Reses di Bulak Surabaya, Lilik Hendarwati Disambati Soal DTSEN Tak Akurat, Minim SMA-SMK Negeri dan Legalitas UMKM

19
×

Reses di Bulak Surabaya, Lilik Hendarwati Disambati Soal DTSEN Tak Akurat, Minim SMA-SMK Negeri dan Legalitas UMKM

Share this article
Reses di Bulak Surabaya, Lilik Hendarwati Disambati Soal DTSEN Tak Akurat, Minim SMA-SMK Negeri dan Legalitas UMKM
Anggota DPRD Provinsi Jawa Timur, Lilik Hendarwati, saat menggelar reses.(foto:sudutkota.id/ozy)

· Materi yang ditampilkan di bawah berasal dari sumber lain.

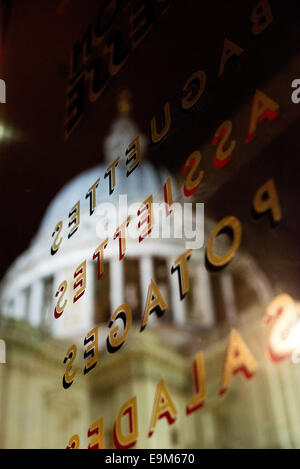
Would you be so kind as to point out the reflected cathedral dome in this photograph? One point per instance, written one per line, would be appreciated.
(30, 285)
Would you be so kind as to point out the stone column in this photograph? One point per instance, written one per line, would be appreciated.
(205, 297)
(19, 305)
(147, 274)
(177, 307)
(226, 283)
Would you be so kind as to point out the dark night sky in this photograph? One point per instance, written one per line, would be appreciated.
(36, 162)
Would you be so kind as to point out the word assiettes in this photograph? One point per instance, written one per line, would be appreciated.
(238, 359)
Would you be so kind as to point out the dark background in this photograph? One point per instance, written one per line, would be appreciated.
(37, 39)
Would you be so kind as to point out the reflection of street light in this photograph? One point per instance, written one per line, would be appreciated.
(5, 133)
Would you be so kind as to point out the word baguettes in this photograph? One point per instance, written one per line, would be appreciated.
(263, 107)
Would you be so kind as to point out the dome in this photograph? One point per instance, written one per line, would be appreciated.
(144, 181)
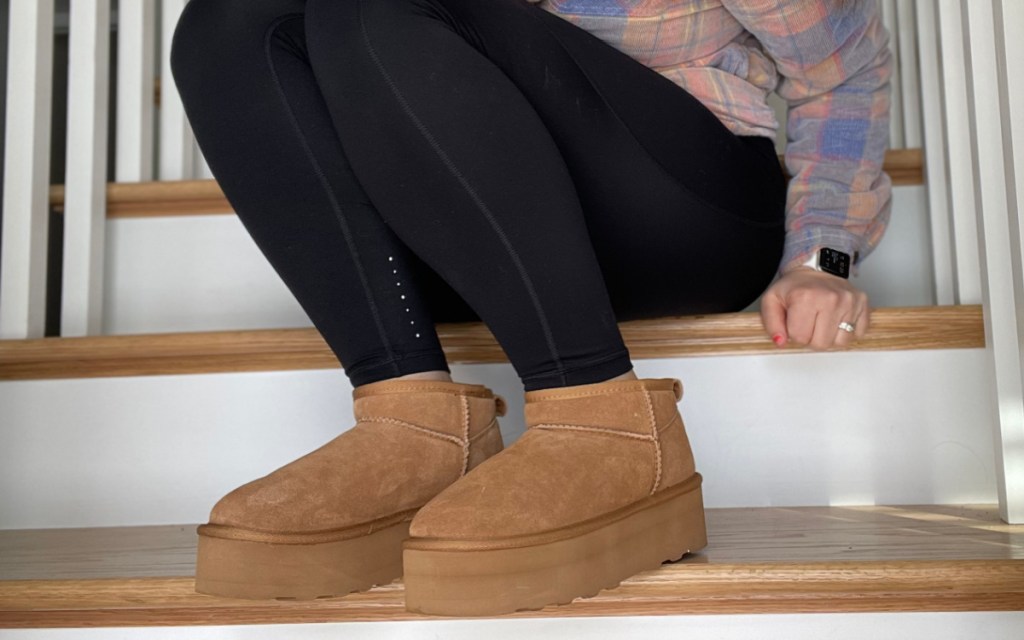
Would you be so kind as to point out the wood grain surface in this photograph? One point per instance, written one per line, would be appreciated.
(134, 200)
(724, 334)
(931, 558)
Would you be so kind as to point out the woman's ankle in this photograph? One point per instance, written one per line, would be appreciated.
(630, 375)
(427, 375)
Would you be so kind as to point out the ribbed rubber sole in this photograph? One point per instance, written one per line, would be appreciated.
(260, 570)
(453, 578)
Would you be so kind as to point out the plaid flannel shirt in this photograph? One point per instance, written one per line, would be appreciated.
(828, 59)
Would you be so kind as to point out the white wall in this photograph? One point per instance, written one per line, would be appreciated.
(910, 427)
(958, 626)
(812, 429)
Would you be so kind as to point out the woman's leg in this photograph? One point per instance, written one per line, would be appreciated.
(334, 519)
(243, 73)
(539, 170)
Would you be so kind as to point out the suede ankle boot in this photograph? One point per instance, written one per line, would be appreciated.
(334, 520)
(601, 486)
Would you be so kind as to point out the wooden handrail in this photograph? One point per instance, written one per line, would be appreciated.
(162, 198)
(725, 334)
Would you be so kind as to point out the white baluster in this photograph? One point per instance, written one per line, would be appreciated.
(960, 155)
(937, 172)
(909, 75)
(27, 170)
(890, 19)
(136, 48)
(85, 182)
(176, 155)
(996, 119)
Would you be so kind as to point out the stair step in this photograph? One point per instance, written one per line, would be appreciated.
(724, 334)
(904, 166)
(782, 560)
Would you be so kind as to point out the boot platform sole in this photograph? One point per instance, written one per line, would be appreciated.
(297, 567)
(489, 578)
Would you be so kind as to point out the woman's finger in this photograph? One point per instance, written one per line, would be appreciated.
(864, 320)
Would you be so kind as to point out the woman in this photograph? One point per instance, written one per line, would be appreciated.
(549, 170)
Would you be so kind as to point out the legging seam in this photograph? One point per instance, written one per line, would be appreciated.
(332, 198)
(636, 139)
(584, 365)
(474, 197)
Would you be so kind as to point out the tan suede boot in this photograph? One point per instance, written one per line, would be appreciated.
(601, 486)
(333, 521)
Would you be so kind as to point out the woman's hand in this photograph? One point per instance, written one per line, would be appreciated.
(806, 306)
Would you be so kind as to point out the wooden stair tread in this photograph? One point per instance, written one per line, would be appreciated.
(723, 334)
(931, 558)
(163, 198)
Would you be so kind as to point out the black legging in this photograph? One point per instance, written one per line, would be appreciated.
(406, 162)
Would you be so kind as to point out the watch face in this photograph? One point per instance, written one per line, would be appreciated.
(835, 262)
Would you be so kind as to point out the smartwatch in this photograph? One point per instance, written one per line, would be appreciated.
(830, 261)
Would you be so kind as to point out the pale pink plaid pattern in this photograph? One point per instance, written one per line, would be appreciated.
(828, 59)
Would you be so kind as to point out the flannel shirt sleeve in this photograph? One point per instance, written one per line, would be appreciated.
(835, 67)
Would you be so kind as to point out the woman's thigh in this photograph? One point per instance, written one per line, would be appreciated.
(684, 215)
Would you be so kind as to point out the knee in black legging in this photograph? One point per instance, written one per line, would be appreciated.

Sudutkota.idAnggota DPRD Provinsi Jawa Timur, Lilik Hendarwati menggelar reses Masa Persidangan III Tahun 2025-2026 di wilayah Bogarami, Kelurahan Bulak, Surabaya, Selasa (28/7/2026).

Ketua Fraksi PKS DPRD Jatim sekaligus anggota Komisi C ini menyerap langsung aspirasi warga. Tiga persoalan utama yang disorot adalah akurasi DTSEN, keterbatasan SMA-SMK negeri, dan legalitas pelaku UMKM.

Sebagian besar warga mengeluhkan carut-marutnya Data Tunggal Sosial Ekonomi Nasional atau DTSEN. Data yang digunakan pemerintah dinilai tidak sesuai kondisi lapangan sehingga warga merasa dirugikan saat mengakses bantuan.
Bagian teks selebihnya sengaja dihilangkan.